Arival Bank a annoncé le lancement de paiements et de fonctionnalités de trésorerie en stablecoin le 3 juillet 2026, avec une mise en service prévue pour mi-juillet. L'offre prend en charge USDC pour tous les clients éligibles et USDT pour les entités non américaines, avec des frais de conversion à partir de seulement 0,05 % pour les entreprises passant aux stablecoins dénommés en USD.
Ce que Arival construit réellement
Arival Bank opère en tant qu'entité financière internationale reconnue dans le cadre réglementaire de Porto Rico, avec une conformité totale à la BSA/AML, des protocoles KYC/KYB et des systèmes de surveillance des transactions.
La plateforme prend en charge les transactions sur quatre réseaux blockchain : Base, Polygon, Solana et Ethereum. Le marché cible est constitué de PME mondiales, de startups et d'entreprises numériques natives ayant besoin d'outils de gestion de trésorerie et de paiements transfrontaliers.
Pourquoi l'Amérique latine est la vraie histoire ici
L'annonce d'Arival souligne spécifiquement la demande des clients internationaux, avec l'Amérique latine comme focus principal. Un transfert USDC sur Solana est réglé en quelques secondes, et non en jours. Avec des frais de conversion de 0,05 %, Arival est bien en dessous des tarifs facturés par la plupart des services de change traditionnels.

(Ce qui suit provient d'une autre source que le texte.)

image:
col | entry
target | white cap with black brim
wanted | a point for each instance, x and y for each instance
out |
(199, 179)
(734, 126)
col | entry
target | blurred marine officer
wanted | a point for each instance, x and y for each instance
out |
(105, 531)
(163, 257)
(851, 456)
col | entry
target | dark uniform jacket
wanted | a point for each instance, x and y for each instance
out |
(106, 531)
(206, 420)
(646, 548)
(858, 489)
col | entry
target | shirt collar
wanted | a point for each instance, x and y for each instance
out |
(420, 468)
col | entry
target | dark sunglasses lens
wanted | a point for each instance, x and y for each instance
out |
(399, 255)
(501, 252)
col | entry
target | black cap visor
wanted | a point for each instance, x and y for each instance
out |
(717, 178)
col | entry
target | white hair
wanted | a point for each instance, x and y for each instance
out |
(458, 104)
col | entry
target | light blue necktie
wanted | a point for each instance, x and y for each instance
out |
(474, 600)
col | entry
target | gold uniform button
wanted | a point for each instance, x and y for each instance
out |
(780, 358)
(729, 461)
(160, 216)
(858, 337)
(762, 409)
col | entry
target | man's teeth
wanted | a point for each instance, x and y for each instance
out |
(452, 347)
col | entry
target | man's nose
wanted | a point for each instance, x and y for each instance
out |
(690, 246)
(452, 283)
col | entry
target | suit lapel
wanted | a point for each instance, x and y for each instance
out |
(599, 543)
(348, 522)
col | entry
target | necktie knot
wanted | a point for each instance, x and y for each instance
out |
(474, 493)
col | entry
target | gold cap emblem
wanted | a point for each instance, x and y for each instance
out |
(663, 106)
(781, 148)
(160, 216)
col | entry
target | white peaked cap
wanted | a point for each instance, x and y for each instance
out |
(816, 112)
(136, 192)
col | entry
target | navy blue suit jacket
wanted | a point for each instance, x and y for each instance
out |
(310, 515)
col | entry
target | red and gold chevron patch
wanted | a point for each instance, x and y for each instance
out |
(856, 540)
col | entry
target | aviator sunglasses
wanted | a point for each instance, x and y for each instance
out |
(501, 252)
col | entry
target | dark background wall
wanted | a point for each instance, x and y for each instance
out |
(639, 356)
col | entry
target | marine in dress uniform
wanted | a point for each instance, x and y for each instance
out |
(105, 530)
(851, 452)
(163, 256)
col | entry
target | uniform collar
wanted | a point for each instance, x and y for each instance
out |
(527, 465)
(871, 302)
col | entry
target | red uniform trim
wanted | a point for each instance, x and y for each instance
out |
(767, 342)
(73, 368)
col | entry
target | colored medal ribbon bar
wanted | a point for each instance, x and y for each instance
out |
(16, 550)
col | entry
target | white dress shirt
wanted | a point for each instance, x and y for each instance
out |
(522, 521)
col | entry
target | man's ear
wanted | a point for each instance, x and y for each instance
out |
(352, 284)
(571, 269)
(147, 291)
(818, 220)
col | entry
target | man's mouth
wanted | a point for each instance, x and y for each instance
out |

L'approche de la banque s'appuie sur son partenariat existant avec Circle Alliance, le programme géré par Circle pour promouvoir l'adoption de l'USDC à travers les institutions financières. En intégrant des fonctionnalités de stablecoin à ses comptes USD et multidevises existants, Arival crée un outil qui ressemble moins à un produit crypto et davantage à une version améliorée des outils bancaires déjà utilisés par les entreprises.
Le paysage concurrentiel
La structure des frais mérite une attention particulière. À 0,05 % pour les conversions de stablecoins, pour une entreprise traitant 1 million de dollars de paiements transfrontaliers mensuels, cela représente 500 dollars de frais de conversion, contre des milliers potentiellement via les canaux bancaires traditionnels.